Case Studies for the Fracturing of Highly Diverse Gas Reservoirs

Abstract

Abstract Hydraulic fracturing, which has emerged as the premier well completion technology in the petroleum industry, is applied to almost all natural gas wells, worldwide, but for different reasons. It may sound trite but all gas fields should be considered as "unconventional, compared to oil wells." In higher-permeability reservoirs (> 5 md) the remediation of reservoir-to-well turbulence is the main motivation. In lower-permeability reservoirs the main rationale is similar to oil- stimulation- but with significant adjustments. In much tighter reservoirs, including shales, the purpose is to inundate the formation with a very large number of parallel fractures, executed transversely from horizontal wells. This would lead to the effective draining of the Stimulated Reservoir Volume (SRV). We present here two complete field studies, one in a 17 md dry gas well in Siberia, and the second from a 0.0001 md shale formation in the United States. The shale formation is assumed to have a number of similar properties with the field data from the 17md gas well.

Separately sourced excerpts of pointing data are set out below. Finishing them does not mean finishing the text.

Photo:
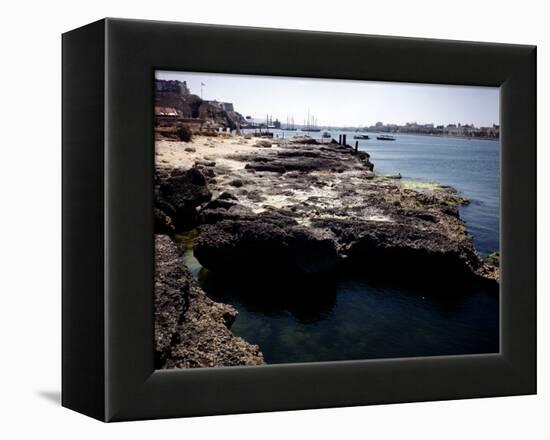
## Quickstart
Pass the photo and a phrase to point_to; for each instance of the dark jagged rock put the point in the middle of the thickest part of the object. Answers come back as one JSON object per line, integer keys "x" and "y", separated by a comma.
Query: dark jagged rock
{"x": 163, "y": 223}
{"x": 183, "y": 192}
{"x": 191, "y": 330}
{"x": 405, "y": 249}
{"x": 268, "y": 242}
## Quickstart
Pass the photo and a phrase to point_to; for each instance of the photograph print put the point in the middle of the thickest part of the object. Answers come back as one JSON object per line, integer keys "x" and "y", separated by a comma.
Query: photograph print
{"x": 319, "y": 220}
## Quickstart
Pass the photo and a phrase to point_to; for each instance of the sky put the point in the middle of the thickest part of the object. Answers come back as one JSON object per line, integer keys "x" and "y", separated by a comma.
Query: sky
{"x": 345, "y": 102}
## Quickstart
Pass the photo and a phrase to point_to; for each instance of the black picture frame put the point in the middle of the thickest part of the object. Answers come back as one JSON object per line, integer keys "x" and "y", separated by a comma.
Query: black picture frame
{"x": 108, "y": 160}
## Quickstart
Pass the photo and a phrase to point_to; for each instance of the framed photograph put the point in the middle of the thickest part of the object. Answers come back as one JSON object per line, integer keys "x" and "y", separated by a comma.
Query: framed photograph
{"x": 264, "y": 219}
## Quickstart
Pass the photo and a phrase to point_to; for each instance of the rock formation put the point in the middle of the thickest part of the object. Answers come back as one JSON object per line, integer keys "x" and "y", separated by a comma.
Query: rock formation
{"x": 191, "y": 330}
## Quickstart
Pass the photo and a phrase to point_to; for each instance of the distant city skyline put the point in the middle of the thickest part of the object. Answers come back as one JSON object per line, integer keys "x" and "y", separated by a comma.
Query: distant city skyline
{"x": 344, "y": 102}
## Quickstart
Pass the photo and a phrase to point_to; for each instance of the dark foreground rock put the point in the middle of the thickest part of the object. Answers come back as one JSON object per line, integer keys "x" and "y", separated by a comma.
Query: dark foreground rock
{"x": 191, "y": 330}
{"x": 177, "y": 197}
{"x": 403, "y": 235}
{"x": 269, "y": 242}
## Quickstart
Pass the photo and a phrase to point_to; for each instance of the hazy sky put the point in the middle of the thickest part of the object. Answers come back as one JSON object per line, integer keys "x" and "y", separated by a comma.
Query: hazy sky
{"x": 346, "y": 103}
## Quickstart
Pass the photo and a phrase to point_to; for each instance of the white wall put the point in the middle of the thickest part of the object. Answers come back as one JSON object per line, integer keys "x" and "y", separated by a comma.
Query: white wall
{"x": 30, "y": 220}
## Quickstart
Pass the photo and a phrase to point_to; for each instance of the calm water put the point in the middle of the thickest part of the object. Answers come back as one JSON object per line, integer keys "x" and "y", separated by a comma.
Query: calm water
{"x": 358, "y": 319}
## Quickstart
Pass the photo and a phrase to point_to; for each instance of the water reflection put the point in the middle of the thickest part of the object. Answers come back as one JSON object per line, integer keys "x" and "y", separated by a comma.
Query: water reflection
{"x": 307, "y": 299}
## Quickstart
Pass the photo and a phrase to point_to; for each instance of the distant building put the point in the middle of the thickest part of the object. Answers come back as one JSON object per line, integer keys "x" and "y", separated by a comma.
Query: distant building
{"x": 172, "y": 86}
{"x": 227, "y": 106}
{"x": 165, "y": 115}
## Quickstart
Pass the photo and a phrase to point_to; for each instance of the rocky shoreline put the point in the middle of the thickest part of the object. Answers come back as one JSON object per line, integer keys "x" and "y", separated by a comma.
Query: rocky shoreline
{"x": 291, "y": 208}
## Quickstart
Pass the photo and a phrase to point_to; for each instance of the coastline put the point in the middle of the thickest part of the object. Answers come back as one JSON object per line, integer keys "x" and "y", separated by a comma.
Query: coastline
{"x": 315, "y": 207}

The first study shows the impact of turbulence and its removal via hydraulic fracturing. We also show the management of inside-the-fracture turbulence through the adjustment of fracture geometry and the selection of higher permeability proppant. The design approach uses the Unified Fracture Design (UFD), which is the only way to adjust fracture geometry based on expected flow performances. The drainage shape and the irregular ratio between reservoir length and fracture spacing are important considerations in SRV. We also conduct a parametric study on the turbulence effects inside the fractures for a range of reservoir permeabilities. Which design/execution constraints are necessary at very low or very high permeabilities? For the shale reservoir, while turbulence effects appear to be inconsequential, the length of the fracture, the spacing among fractures and the actual number of fractures are the critical variables for the physical production optimization. Such a study is also presented in this paper.